What is the component concentration ratio, \(\left[\mathrm{BrO}^{-}\right] /[\mathrm{HBrO}]\), of a buffer that has a \(\mathrm{pH}\) of \(7.95\left(K_{\mathrm{a}}\right.\) of \(\left.\mathrm{HBrO}=2.3 \times 10^{-9}\right) ?\)

Short Answer

Expert verified
[BrO⁻]/[HBrO] = 0.204

Step by step solution

01

Write the Henderson-Hasselbalch equation

The Henderson-Hasselbalch equation relates the pH of a buffer solution to the concentration of the acid and its conjugate base. The equation is: \[ \text{pH} = \text{p}K_a + \text{log} \frac{[\text{A}^-]}{[\text{HA}]} \]
02

Calculate the pKa from the given Ka

The pKa is the negative logarithm of the Ka value. Use the following formula: \[ \text{p}K_a = -\text{log}(K_a) \]Given that \[ K_a = 2.3 \times 10^{-9} \]Calculate \[ \text{p}K_a = -\text{log}(2.3 \times 10^{-9}) \ = 8.64 \]
03

Insert values into the Henderson-Hasselbalch equation

Substitute the known values into the equation: \[ 7.95 = 8.64 + \text{log} \frac{[\text{BrO}^-]}{[\text{HBrO}]} \]
04

Solve for the ratio \([\text{BrO}^-] / [\text{HBrO}]\)

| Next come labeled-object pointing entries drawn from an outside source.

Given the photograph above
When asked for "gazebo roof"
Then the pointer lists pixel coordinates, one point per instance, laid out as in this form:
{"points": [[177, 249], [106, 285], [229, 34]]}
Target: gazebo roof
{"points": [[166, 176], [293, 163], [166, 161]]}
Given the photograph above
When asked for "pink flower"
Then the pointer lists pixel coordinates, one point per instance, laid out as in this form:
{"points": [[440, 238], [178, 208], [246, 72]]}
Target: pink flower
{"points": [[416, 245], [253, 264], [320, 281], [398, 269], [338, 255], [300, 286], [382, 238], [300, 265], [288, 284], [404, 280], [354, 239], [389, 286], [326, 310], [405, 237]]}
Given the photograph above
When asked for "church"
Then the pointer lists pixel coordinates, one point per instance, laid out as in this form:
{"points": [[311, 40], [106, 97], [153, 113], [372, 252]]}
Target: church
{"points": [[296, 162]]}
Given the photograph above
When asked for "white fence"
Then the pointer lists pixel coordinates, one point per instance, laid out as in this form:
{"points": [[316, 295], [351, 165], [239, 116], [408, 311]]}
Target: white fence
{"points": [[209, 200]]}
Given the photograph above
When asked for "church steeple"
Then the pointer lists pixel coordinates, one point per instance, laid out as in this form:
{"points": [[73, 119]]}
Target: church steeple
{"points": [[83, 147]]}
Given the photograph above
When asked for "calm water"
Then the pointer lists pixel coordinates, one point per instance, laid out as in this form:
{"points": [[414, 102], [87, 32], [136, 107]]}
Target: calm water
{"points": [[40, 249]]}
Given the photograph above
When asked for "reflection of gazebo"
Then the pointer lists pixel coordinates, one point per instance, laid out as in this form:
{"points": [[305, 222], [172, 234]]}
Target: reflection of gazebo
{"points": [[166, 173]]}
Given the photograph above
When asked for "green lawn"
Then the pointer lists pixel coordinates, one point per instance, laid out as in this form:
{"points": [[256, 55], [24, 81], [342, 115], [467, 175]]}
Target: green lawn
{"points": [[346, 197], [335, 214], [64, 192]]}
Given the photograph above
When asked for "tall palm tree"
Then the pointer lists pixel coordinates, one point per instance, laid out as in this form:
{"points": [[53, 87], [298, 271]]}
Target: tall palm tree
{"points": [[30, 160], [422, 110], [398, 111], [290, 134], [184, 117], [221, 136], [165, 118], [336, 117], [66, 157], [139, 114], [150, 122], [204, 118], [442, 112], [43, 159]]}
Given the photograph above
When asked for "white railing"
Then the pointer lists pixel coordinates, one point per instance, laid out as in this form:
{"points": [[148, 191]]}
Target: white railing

Rearrange the equation to isolate the log term: \[ 7.95 - 8.64 = \text{log} \frac{[\text{BrO}^-]}{[\text{HBrO}]} \]Calculate the difference: \[ -0.69 = \text{log} \frac{[\text{BrO}^-]}{[\text{HBrO}]} \]
05

Eliminate the log by exponentiating both sides

To find the ratio, exponentiate both sides: \[ 10^{-0.69} = \frac{[\text{BrO}^-]}{[\text{HBrO}]} \]Calculate the value: \[ 10^{-0.69} = 0.204 \]Thus, the ratio \[ \frac{[\text{BrO}^-]}{[\text{HBrO}]} = 0.204 \]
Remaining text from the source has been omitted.